Fitness Post – The Positives and Negatives of Running


Having just reached the milestone of one hundred posts I thought it appropriate that I cover the topic of running as I am not an advocate of it as a recreational activity but it is one of the most popular modes of exercise around the world. I guess we can’t get out of our minds the images of the great athletes who compete in the Olympics when we choose it as our mode of exercise and as an activity it is easy to do and relatively cheap. 

You only need to create a time slot in your day and purchase a pair of running shoes and you are away. For most people three to four runs a week are adequate to gain a basic level of condition and runs of between 20 and 30 minutes have been advocated by people of my profession to gain the results most people require. On the down side physiotherapists live off the repetitive strain injuries people get through the constant strain on the body that running on the very hard surfaces that most runners use.

In the societies around the world where running has been part of their lifestyle for many generations they rarely use the hard surfaces and they don’t wear shoes…or if they do, the shoes are something that they use for everyday activities. Now the two concepts that I have covered in the last sentence need some explanation to drive home the point. Within these societies that running is part of life, their bodies have adapted to the movement and their technique of movement is very efficient…relaxed and rhythmical…and natural. In the Western societies who have taken up running as a pastime over the last few decades our bodies have not adapted and therefore we suffer the consequences of this lack of adaptation. Also the paving and road tarmacs that most people run on are too hard as compared to the grasses and soil tracks that the ‘running societies’ use.

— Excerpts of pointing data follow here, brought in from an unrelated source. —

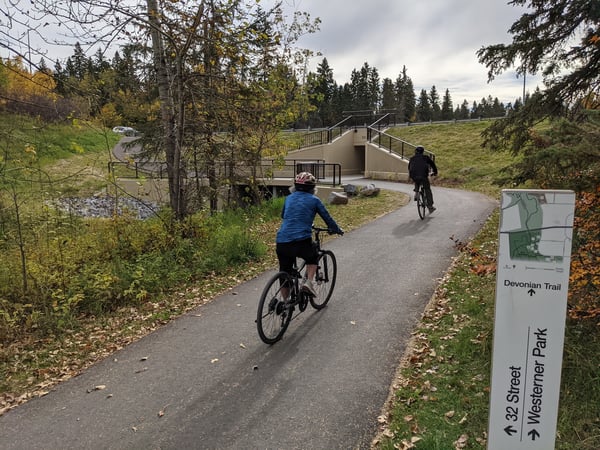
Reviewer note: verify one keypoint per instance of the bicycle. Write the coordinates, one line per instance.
(275, 313)
(421, 201)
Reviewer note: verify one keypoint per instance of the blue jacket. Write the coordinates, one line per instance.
(299, 211)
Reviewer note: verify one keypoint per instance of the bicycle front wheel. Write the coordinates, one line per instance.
(324, 279)
(421, 203)
(274, 314)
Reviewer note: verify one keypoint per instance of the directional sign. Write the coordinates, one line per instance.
(534, 254)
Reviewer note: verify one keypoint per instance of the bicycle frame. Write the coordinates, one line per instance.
(281, 295)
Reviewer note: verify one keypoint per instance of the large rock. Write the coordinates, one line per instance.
(369, 190)
(338, 198)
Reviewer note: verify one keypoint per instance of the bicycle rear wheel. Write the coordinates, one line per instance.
(324, 279)
(421, 203)
(274, 314)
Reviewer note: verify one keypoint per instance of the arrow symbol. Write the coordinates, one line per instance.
(534, 434)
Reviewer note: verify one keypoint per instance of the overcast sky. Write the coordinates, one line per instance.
(436, 40)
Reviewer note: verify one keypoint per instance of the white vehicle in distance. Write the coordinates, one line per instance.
(127, 131)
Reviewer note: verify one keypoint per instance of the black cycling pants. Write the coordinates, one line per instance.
(287, 252)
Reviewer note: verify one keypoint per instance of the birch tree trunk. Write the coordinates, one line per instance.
(167, 110)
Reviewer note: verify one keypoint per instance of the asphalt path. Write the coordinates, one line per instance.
(206, 381)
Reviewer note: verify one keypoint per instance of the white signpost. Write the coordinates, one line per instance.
(534, 255)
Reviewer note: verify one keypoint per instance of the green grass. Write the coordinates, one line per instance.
(461, 160)
(442, 391)
(442, 398)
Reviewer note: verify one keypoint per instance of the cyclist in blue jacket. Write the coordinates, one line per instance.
(294, 237)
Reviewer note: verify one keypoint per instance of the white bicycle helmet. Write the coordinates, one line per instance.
(306, 179)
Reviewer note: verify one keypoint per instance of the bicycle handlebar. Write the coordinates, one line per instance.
(319, 230)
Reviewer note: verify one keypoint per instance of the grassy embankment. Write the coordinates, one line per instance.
(440, 398)
(441, 395)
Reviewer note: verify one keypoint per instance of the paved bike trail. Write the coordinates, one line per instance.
(206, 381)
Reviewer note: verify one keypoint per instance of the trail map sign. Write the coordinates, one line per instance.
(534, 255)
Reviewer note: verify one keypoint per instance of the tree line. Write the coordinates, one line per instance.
(367, 92)
(121, 90)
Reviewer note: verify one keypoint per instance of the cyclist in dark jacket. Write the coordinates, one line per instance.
(294, 238)
(419, 168)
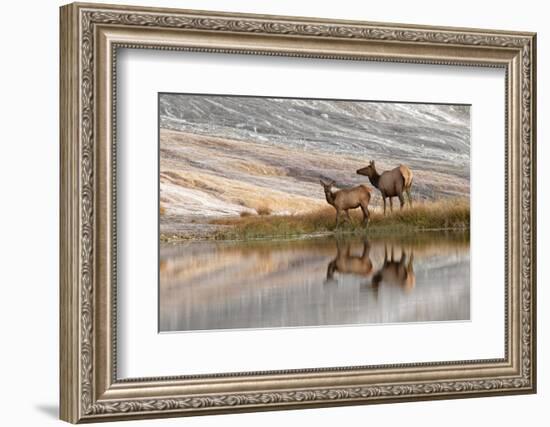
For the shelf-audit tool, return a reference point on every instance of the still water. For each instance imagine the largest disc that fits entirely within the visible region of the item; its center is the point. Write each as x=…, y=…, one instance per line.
x=208, y=285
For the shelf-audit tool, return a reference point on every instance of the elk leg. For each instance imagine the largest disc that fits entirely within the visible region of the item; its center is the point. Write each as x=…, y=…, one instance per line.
x=331, y=269
x=408, y=191
x=347, y=215
x=401, y=200
x=365, y=210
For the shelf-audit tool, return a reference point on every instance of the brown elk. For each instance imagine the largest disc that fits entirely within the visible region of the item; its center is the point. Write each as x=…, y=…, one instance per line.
x=345, y=262
x=351, y=198
x=393, y=272
x=391, y=183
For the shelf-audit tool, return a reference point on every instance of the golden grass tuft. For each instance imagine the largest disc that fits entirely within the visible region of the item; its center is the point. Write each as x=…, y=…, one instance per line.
x=263, y=210
x=449, y=214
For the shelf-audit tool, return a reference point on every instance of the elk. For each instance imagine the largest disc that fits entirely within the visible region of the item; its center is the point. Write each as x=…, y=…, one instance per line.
x=393, y=272
x=351, y=198
x=391, y=183
x=345, y=262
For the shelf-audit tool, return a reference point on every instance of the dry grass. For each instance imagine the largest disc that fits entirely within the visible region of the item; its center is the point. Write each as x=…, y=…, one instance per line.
x=263, y=210
x=445, y=214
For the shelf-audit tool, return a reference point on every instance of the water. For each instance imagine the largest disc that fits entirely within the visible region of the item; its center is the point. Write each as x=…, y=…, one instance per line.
x=314, y=282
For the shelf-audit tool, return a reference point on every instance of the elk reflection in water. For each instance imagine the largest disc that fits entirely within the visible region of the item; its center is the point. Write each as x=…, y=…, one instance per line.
x=314, y=282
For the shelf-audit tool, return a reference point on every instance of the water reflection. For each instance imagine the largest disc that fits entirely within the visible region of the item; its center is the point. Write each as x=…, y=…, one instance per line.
x=314, y=282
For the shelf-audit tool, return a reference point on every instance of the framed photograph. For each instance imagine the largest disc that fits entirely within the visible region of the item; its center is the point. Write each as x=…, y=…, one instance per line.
x=266, y=212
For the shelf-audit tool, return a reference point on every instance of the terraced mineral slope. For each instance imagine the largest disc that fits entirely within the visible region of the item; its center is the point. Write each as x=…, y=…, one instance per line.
x=225, y=155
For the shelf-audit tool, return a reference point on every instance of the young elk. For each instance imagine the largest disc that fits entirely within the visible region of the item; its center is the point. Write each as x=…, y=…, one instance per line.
x=347, y=263
x=343, y=200
x=391, y=183
x=397, y=273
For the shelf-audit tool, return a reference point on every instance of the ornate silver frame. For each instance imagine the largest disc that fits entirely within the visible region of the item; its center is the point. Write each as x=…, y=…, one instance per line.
x=90, y=36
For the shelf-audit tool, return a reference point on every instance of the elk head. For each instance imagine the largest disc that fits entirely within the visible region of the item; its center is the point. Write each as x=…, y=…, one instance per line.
x=369, y=170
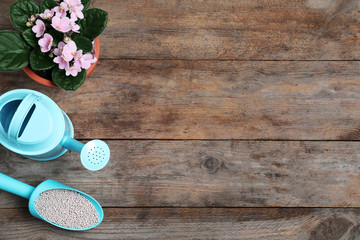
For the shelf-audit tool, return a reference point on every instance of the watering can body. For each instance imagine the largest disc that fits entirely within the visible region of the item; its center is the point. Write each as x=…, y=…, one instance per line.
x=31, y=124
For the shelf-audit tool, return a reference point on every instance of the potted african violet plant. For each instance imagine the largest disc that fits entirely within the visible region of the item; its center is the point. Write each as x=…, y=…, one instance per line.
x=57, y=43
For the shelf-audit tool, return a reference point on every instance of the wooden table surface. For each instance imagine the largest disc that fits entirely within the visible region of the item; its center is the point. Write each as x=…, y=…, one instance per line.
x=231, y=119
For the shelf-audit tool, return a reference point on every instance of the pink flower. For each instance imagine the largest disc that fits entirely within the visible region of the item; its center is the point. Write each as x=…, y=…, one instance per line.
x=48, y=14
x=86, y=60
x=93, y=52
x=78, y=55
x=61, y=10
x=69, y=51
x=62, y=63
x=74, y=27
x=59, y=49
x=73, y=70
x=39, y=28
x=46, y=42
x=61, y=24
x=76, y=12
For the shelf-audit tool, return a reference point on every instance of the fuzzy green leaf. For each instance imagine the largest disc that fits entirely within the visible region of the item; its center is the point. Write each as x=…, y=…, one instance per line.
x=94, y=23
x=30, y=38
x=40, y=60
x=14, y=51
x=48, y=4
x=83, y=43
x=68, y=83
x=86, y=3
x=21, y=11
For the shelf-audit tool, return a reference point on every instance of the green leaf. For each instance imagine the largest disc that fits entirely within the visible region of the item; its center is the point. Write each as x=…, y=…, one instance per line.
x=14, y=51
x=21, y=11
x=30, y=38
x=48, y=4
x=94, y=23
x=57, y=36
x=40, y=60
x=69, y=83
x=86, y=4
x=83, y=43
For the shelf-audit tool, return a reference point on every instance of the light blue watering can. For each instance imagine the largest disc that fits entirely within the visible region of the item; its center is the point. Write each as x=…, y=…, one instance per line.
x=31, y=124
x=29, y=192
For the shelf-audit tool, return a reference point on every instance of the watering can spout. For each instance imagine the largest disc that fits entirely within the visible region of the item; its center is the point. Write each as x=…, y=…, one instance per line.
x=72, y=144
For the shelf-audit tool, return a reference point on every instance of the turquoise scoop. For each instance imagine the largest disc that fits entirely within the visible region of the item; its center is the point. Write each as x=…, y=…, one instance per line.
x=31, y=124
x=32, y=193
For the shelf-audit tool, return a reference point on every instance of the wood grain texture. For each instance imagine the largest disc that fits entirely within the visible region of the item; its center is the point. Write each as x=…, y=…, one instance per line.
x=199, y=224
x=140, y=99
x=228, y=29
x=205, y=174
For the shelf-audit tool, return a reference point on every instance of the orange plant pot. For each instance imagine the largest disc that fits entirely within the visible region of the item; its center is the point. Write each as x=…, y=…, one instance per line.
x=50, y=83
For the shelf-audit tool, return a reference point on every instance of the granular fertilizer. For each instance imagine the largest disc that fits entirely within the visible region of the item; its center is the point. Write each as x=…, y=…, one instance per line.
x=66, y=208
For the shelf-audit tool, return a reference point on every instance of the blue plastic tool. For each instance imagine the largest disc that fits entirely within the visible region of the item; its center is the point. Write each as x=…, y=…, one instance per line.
x=29, y=192
x=31, y=124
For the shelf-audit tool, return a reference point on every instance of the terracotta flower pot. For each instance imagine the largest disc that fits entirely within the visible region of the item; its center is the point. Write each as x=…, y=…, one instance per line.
x=50, y=83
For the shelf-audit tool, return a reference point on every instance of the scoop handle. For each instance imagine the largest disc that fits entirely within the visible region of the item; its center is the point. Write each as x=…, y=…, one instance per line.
x=14, y=186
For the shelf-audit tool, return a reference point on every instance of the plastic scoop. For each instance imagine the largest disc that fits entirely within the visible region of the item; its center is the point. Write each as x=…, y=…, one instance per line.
x=29, y=192
x=94, y=155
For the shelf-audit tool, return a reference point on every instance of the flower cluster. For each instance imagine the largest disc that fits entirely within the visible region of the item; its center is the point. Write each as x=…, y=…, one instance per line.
x=62, y=18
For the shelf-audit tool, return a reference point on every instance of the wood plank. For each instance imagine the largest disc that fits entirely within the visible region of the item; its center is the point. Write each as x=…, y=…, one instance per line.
x=211, y=100
x=205, y=174
x=193, y=223
x=228, y=29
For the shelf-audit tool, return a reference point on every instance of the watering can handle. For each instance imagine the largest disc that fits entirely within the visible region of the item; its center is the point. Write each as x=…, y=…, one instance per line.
x=14, y=186
x=20, y=115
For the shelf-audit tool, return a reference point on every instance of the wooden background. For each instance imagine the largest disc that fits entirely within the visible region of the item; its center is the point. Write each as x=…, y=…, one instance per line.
x=232, y=119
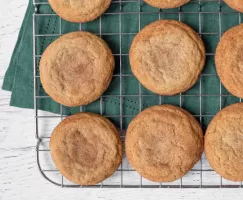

So some ideas to get around these issues –

  • Unless there is a compelling reason for you to run, don’t run but walk.
  • If you feel the need to run then try to use softer surfaces to run on.
  • Work on your technique of running as it will pay dividends in the long run (excuse the pun). Most people run with an up and down gait and there is an imbalance of stress placed upon one side of the body as compared with the other. So work a smooth evenness of running style. (I have covered this in an earlier post).
  • Ensure you use other modes of exercise to augment your running regime so that the body builds an overall condition.

If you are using running as a method for losing or controlling your weight understand that exercise has only a very small part to play in doing this. You may well point out the great physiques of the Olympic athletes but the amount of activity that they need to do each day to reach the levels of performance that they achieve is in a completely difference league to the average exerciser! Diet and your movement activity throughout your day are far more important as far as weight loss is concerned.

There are professions that require a standard of running performance such as some Police Departments and the Armed Services but if you follow the suggestions above it will help you to achieve the required goals without suffering too much in the consequences. If you have a job which requires plenty of movement throughout the working day you don’t need to run. If you have a recreational activity that requires plenty of movement, you don’t need to to run. Just move…and find times in your day to do this. Excuses to not do so are just that?